If you run one instance of FAH on a 2.8Ghz HT Machine you will get 2.8Ghz of performance. It takes two instances to take advantage of HT. HT allows multiple threads to be worked on at one time, hence the advantage. Running a single thread (instance of FAH) is only going to run on one virtual CPU and give you no advantage.

I posted a question on here a few months ago regarding Folding on HT processors. The question I raised was if there was an overall performance impact to the system when running FAH. It’s always been the status quo that running a distributed computing client on your computer doesn’t significantly impact performance because it is set at the lowest priority, thus giving up CPU power to any other thread that requests it. This breaks down in an HT environment because thread priorities only apply to threads on an individual CPU.

In a situation where you were running two instances of FAH, and then proceeded to launch a CPU intensive app, the FAH client on the same virtual CPU as the application would certainly give up it’s CPU resources, however the FAH client on the 2nd virtual CPU would continue to run at full power (because even though it’s low priority, nothing is fighting for the CPU power on that particular virtual CPU). The end result would be that the CPU intensive application you launched would only be able to take advantage of about half of your CPU power.

The ultimate question here is whether an OS being “HT aware” also means that it is capable of handling thread priorities across multiple Virtual CPU’s. If it is not, then you end up in a situation where a high priority app is forced to share the CPU with a low priority app because they are each running off a different virtual CPU (though very much the same REAL cpu).

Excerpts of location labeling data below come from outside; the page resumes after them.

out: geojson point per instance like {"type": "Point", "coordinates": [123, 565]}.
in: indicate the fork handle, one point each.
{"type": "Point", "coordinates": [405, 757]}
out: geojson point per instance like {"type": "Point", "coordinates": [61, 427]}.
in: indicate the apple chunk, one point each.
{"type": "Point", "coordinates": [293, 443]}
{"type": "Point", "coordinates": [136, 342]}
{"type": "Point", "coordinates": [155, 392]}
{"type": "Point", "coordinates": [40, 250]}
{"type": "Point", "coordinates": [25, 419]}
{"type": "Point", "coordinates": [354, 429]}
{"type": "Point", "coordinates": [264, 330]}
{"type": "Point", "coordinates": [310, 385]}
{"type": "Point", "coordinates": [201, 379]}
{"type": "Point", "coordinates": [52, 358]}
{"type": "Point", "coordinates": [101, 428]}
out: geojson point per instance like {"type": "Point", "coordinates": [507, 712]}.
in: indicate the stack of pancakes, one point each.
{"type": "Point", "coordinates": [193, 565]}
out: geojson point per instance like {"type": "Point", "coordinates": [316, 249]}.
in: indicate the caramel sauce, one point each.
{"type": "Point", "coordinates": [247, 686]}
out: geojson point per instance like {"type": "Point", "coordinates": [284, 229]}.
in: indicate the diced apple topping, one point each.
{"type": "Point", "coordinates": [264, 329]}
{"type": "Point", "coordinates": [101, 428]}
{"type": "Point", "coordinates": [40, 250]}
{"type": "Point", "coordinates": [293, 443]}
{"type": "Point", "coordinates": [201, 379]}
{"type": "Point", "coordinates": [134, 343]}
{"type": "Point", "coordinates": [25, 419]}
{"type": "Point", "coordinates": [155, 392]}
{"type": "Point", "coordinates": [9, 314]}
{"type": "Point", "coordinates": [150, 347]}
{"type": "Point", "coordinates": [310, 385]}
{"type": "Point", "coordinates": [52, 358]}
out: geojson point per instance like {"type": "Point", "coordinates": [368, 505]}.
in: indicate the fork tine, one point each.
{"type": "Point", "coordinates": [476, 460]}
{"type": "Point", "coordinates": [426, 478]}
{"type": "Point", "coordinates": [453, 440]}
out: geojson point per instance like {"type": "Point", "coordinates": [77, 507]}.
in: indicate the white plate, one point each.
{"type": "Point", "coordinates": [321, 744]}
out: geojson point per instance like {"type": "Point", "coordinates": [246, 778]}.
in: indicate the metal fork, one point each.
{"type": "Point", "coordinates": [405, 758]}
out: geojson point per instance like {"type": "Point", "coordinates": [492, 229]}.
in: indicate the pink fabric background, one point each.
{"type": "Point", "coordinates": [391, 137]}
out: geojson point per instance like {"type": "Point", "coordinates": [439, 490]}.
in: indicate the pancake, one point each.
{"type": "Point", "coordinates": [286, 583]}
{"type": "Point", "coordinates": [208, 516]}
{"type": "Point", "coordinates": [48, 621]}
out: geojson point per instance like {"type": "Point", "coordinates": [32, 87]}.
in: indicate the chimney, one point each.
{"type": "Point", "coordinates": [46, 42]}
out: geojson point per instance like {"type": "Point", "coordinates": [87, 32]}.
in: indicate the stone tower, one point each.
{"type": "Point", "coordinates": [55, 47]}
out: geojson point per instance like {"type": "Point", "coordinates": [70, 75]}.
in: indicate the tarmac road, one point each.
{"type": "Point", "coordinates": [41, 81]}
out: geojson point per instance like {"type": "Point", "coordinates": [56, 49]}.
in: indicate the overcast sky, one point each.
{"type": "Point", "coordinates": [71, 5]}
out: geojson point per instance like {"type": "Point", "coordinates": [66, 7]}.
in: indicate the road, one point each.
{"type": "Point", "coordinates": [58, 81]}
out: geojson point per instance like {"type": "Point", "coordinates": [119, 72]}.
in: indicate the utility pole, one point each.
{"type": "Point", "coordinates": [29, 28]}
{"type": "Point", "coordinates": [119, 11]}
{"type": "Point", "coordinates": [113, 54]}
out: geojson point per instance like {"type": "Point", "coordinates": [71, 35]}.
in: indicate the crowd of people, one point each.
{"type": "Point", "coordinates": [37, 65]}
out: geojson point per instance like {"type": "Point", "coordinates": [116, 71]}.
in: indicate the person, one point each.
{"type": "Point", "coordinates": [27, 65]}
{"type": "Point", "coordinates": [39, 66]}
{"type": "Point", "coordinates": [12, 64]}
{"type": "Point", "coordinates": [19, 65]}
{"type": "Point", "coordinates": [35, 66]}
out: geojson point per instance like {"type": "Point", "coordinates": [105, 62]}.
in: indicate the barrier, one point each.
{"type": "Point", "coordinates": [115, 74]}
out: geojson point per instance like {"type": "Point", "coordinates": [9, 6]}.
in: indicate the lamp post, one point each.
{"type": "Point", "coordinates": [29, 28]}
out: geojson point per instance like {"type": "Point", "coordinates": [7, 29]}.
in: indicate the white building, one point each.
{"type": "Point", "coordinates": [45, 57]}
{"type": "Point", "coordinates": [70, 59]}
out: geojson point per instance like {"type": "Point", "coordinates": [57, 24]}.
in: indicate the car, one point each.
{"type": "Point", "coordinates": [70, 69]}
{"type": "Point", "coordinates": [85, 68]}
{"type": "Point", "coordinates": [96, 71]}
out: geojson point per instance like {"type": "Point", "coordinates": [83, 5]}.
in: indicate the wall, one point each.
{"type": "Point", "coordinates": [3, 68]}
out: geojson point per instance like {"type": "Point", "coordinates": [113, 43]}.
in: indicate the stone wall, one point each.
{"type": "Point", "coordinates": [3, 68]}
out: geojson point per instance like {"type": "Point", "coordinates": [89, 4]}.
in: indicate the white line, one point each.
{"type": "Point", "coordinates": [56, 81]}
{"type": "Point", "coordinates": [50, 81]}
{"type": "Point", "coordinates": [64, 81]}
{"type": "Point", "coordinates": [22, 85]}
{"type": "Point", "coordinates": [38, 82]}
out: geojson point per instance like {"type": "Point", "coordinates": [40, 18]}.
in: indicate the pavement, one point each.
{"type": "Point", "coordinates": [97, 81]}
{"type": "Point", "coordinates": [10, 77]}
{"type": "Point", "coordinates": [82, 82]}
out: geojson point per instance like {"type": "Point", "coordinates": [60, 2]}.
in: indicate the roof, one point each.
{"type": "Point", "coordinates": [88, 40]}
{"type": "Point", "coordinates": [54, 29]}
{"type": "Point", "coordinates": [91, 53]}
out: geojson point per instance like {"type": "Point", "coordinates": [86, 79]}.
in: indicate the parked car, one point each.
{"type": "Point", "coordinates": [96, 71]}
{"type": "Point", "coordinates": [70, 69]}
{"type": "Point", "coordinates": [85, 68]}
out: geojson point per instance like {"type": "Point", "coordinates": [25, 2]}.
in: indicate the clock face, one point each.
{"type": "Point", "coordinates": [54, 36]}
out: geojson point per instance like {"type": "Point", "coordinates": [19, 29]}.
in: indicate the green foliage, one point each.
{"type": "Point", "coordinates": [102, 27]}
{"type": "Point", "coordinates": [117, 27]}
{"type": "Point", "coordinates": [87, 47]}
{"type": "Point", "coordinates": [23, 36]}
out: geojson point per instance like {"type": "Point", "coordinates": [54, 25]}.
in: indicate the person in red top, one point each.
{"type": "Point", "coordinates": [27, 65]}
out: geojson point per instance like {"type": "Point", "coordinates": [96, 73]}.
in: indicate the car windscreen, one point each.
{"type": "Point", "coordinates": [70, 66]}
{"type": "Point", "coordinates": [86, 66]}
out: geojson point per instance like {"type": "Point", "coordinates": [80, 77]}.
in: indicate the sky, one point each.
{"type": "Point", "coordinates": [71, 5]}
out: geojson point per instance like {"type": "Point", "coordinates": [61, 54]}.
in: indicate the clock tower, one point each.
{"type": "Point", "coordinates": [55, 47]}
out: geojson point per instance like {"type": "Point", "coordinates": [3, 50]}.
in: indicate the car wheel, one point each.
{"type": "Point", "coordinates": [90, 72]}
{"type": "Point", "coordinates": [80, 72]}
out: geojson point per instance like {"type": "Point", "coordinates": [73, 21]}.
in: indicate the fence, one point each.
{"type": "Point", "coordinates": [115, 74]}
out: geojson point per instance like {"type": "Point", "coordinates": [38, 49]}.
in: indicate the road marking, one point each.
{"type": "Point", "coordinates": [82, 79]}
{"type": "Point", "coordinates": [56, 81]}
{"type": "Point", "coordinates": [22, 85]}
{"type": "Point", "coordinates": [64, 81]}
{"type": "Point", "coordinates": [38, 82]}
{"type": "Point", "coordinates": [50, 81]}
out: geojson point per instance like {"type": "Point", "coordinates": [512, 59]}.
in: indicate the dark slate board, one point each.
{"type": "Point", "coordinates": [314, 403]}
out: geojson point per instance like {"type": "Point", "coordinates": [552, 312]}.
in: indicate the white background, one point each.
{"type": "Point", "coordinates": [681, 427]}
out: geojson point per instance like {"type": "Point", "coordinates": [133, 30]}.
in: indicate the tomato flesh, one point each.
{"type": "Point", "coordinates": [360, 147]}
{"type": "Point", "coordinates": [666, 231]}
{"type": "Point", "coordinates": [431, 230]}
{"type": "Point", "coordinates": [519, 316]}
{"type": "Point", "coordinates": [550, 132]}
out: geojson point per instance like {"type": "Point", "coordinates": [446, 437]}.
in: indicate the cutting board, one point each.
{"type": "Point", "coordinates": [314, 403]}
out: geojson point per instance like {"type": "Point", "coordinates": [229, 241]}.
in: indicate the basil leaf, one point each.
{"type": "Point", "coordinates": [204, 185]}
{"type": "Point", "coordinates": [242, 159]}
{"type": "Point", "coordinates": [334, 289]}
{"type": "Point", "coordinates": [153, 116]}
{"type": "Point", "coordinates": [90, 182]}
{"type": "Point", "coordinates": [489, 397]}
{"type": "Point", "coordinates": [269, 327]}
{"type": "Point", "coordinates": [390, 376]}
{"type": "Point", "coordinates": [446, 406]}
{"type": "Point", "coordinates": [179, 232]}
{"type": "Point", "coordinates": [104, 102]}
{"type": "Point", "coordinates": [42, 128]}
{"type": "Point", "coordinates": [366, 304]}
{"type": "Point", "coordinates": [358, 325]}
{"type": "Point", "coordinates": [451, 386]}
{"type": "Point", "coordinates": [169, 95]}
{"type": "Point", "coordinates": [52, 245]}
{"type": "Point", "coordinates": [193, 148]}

Unfortunately, no one was really able to come up with a definitive answer in that particular thread. I’d sure like to know though, because when I borg someone’s computer, and look them in the eye and tell them it won’t really reduce their systems performance, I’d hate to be lieing.
 
What I've done on clients PCs is to enable HT on their rig and only run one instance of FAH, so at least they have half a processor free at any given time. If the user then complains about performance, I shit down the client for good.

Frankly, I've found that running a distributed client on a non-HT rig causes it to run sluggish, even when the client is set to the lowest priority.

I guess no one really has a good answer about two instances on a dedicated FAH HT rig... :(
 
agrikk said:
What I've done on clients PCs is to enable HT on their rig and only run one instance of FAH, so at least they have half a processor free at any given time. If the user then complains about performance, I shit down the client for good.

Frankly, I've found that running a distributed client on a non-HT rig causes it to run sluggish, even when the client is set to the lowest priority.

I guess no one really has a good answer about two instances on a dedicated FAH HT rig... :(

Well, the problem doesn’t really go away when you only run one instance. It will still keep one virtual CPU fully utilized, and the other program you open will just run on the available virtual CPU (only being able to use 50% of the real CPU because the other virtual CPU is in use by the distributed client).
 
agrikk said:
If the user then complains about performance, I shit down the client for good.
Back when we had the SSE bug on AMD's, the occasional lockups made me want to rip off FAH's head and shit down it's neck. Now I only shit it down when I'm playing games. I never shit it down at work and I've been running RC5, FAH, GAH and UD for many years with no noticeable performance degredation. :p :)
 
Mattman said:
Back when we had the SSE bug on AMD's, the occasional lockups made me want to rip off FAH's head and shit down it's neck. Now I only shit it down when I'm playing games. I never shit it down at work and I've been running RC5, FAH, GAH and UD for many years with no noticeable performance degredation. :p :)

Yeah sometimes FAH decides it wants all of my preciousssss CPU cycles and I can hardly move the mouse.
 
There has to be something else going on with your computer. Have you changed the priority of the task from it's default? The computer I'm using right now just turned in its 1648th WU and outside of the SSE lockup bug, it hasn't complained once about running FAH. Give your PC a good checkup and see if you find anything.